Monday, April 12, 2010

A post in which I look a gift horse in the mouth, and finally start hatting again

Eventually.

I did start off the day by calling Al. He came through the kinky talk OK, so I wanted to get some other things out of the way so I could quit worrying about them. He came through it all in stride, and he has a great voice.

I went to the grocery store on the way home, ate dibs and dabs out of the fridge, washed the shower curtain, etc. But I finally got the hat out and got back to work tonight. Thank goodness. I did make some good progress, and I don't think it will be a problem to finish.

Al and I have stayed in touch, and talked all day today. He actually sent me a very nice and reassuring message after our talk this morning.
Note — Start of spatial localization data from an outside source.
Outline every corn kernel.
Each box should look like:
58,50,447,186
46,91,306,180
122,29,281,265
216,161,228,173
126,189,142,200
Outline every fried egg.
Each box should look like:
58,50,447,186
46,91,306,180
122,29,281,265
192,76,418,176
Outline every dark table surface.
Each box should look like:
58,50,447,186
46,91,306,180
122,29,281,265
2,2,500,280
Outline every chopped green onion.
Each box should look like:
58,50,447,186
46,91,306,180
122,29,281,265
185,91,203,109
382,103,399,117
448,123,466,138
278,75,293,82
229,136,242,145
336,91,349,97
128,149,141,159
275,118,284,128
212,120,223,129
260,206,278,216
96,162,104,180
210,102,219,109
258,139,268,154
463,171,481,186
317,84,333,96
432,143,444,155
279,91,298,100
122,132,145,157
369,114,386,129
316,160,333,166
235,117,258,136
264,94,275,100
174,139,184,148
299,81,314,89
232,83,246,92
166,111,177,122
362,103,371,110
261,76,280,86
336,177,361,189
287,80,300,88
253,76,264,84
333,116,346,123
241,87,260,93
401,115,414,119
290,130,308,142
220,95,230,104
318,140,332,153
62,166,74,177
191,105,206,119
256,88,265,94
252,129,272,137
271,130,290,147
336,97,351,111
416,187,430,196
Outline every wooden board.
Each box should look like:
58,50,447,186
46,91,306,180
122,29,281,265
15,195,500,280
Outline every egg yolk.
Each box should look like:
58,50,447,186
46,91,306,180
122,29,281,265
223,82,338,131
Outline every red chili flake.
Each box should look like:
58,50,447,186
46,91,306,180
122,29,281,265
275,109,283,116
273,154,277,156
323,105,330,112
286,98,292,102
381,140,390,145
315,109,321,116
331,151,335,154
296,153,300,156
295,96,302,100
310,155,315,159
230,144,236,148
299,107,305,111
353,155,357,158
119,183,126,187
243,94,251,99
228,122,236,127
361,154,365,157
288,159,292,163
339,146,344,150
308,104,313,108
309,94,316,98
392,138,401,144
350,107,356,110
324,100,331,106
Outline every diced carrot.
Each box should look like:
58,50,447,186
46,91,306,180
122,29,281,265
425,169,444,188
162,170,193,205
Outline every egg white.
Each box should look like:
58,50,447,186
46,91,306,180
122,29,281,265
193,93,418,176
He is a sweet, funny man, but I can't help but wonder about his job. He just seems to work all. the. time. I tried seeing if he could go to dinner tonight, but he apparently is required to put in a 12-15 hour day each day this week since the GM is out on vacation. He is "supposed to" be off on Thursday, but apparently his schedule changes constantly. I'm thinking who can live this way?

It also takes me back to one of the frustrations with Michael. He was *never* off work the entire time we were together. He was always on call. We would have to pull off the highway for him to call his boss with answers to inane questions on trips. When we were in Hawaii we spent mornings looking for wi-fi areas that would allow him to update the website. But at least he could go places. It seems like this guy just lives at the store where he works.

He has told me that this is an exceptional week, but I kind of have the feeling that it isn't. Am I projecting all this on him? Am I just looking for something wrong with any guy who gets interested, however peripherally? He did tell me that he never gets weekends off. One of the reasons I want to have someone is to go places and do things with, and that doesn't seem as if it will be much of an option here. I mean, what's the point of having a boyfriend if I still have to go to all the parties by myself? I don't want to look back on my life and see years of waiting to get to see my lover because he worked all the time. But then again, I suppose it could be worse to look back and to have never been special to anyone at all. I'm torn.

He's a sweet guy. And I like him a lot. But tonight I am discouraged.